There is a way to measure this kind of dimensionality. It is known as the Hausdorff dimension.
Hausdoff dimension of the Sierpinki triangle is log(3)/log(2) = 1.5849 which is less then 2.
Hausdoff dimension of the Cantor set is log(2)/log(3) = 0.6309.
I cannot resist the temptation to mention that 1.5849 is very close to the golden ratio 1.618. There is something to explore here.
Statistical Factors as Dimensions
In finance, economics, politics, sociology and many other fields statistical modeling is very important. In fact, many decisions impacting the lives of billions of people are made based on these statistical models. I should mention climatology, the models of global warming explicitly and the field of pattern recognition or artificial intelligence. Statistical models are used everywhere. Even in web advertising.
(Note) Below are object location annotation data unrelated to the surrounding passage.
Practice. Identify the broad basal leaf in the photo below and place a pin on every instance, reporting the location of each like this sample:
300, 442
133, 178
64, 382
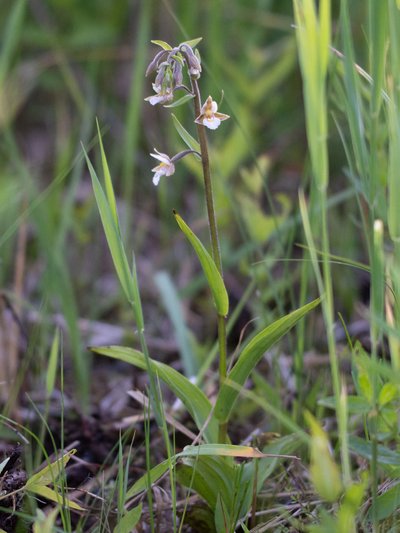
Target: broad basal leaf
214, 278
191, 396
251, 355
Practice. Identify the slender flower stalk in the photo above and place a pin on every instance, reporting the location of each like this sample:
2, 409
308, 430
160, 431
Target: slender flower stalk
212, 222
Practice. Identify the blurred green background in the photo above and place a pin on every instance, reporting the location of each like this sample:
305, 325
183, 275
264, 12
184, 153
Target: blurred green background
62, 64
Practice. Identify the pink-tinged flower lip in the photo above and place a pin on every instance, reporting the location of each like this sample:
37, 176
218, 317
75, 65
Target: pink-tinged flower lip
163, 95
165, 168
209, 116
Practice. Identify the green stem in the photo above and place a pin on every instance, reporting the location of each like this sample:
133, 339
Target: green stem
212, 223
205, 160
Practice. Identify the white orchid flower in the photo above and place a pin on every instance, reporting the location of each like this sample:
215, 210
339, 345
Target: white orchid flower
209, 115
165, 168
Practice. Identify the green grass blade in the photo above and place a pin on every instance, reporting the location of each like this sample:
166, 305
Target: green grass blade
172, 304
251, 355
214, 278
107, 180
191, 396
129, 521
112, 235
11, 36
51, 373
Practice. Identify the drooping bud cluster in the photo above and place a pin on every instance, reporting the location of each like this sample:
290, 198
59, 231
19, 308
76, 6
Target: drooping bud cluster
169, 63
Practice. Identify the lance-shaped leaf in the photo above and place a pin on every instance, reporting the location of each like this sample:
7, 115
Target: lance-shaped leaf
222, 470
109, 219
190, 395
251, 355
214, 278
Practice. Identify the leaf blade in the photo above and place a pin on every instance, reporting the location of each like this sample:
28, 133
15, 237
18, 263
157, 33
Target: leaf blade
251, 355
210, 270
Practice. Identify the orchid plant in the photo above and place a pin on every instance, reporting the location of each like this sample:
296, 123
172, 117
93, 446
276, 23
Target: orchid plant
229, 496
169, 64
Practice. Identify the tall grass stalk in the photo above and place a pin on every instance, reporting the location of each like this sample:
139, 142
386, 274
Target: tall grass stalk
377, 304
313, 37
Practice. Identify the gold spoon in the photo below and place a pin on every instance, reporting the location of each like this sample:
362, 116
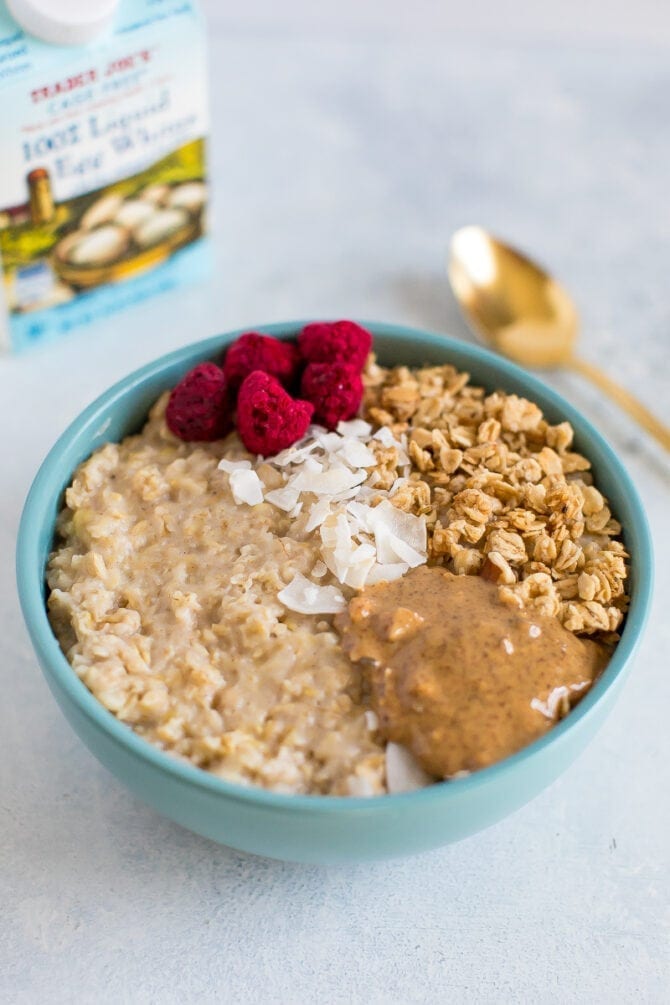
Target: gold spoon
519, 310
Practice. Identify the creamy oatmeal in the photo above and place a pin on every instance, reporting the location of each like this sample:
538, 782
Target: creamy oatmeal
194, 587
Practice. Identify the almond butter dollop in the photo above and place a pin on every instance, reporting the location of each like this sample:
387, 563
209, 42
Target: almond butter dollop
457, 676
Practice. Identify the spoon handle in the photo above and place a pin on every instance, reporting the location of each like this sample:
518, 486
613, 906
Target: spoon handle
624, 399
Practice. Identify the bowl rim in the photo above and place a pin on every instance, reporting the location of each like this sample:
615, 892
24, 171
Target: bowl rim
54, 664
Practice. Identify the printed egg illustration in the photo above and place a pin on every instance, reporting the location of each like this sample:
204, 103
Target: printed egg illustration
101, 211
156, 194
190, 196
96, 247
133, 212
161, 225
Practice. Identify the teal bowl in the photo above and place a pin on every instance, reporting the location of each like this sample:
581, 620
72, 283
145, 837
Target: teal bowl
320, 828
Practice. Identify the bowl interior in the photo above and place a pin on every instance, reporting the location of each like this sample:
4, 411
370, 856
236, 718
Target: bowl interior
123, 409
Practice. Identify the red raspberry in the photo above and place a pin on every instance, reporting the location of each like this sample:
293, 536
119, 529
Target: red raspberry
335, 389
199, 408
336, 342
268, 419
260, 352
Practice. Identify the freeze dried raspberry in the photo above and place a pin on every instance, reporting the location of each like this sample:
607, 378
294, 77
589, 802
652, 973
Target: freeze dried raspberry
254, 351
338, 341
268, 419
335, 389
199, 408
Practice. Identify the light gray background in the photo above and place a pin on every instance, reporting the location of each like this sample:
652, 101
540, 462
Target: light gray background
349, 141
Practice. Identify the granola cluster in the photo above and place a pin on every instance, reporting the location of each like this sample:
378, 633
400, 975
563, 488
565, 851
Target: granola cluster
502, 493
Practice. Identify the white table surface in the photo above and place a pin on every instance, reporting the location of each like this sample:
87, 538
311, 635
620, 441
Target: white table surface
345, 152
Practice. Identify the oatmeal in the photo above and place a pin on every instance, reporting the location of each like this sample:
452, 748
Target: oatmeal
194, 585
164, 597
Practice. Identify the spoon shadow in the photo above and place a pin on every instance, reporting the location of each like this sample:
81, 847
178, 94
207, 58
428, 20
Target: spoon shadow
428, 302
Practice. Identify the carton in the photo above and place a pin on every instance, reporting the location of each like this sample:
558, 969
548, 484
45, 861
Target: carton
102, 174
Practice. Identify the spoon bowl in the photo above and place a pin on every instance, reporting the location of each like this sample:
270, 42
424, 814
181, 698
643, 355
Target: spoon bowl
516, 307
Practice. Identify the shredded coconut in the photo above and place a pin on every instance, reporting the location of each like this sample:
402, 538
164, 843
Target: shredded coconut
305, 597
403, 772
330, 484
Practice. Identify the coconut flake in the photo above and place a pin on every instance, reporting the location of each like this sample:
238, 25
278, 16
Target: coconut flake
403, 772
318, 512
283, 498
233, 465
246, 486
329, 482
305, 597
386, 573
355, 427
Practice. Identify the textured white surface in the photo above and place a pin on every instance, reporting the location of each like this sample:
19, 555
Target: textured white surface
343, 164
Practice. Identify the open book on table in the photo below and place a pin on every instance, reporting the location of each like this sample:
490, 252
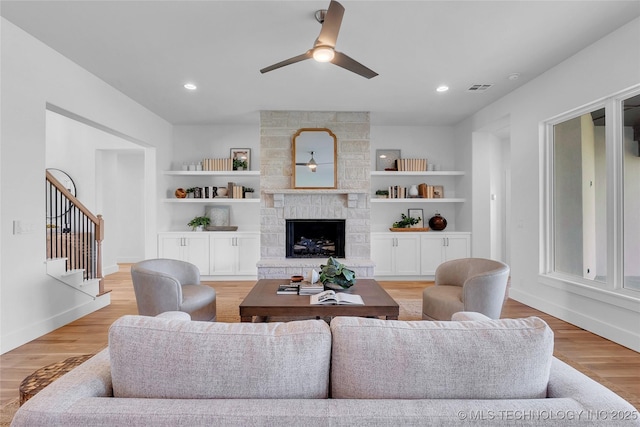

In the statistical models we have multiple explanatory factors. We assume that those explanatory factors are independent of each other. Modelers (scientists) try very hard to come up with the statistically independent explanatory factors. Then the actual model itself is a formula that assigns weights to those explanatory factors. Those weights are called coefficients which are not precise numbers. Each coefficient has an uncertainty associated with it. The prediction number which is what the model formula produces has an error associated with it as well.
The explanatory factors can be described as dimensions (statistical dimensions or statistical coordinates). When the explanatory factors are not statistically independent then the statistical dimensionality is reduced. This situation is similar to the dimensionality of a fractal. The 2-dimensional looking fractal shape (Sierpinski triangle for example) has a a dimension less than 2. You may have 5 explanatory factors in your statistical model but the actual statistical dimensionality may be 4.5 because two of your explanatory factors may in fact be correlated with each other.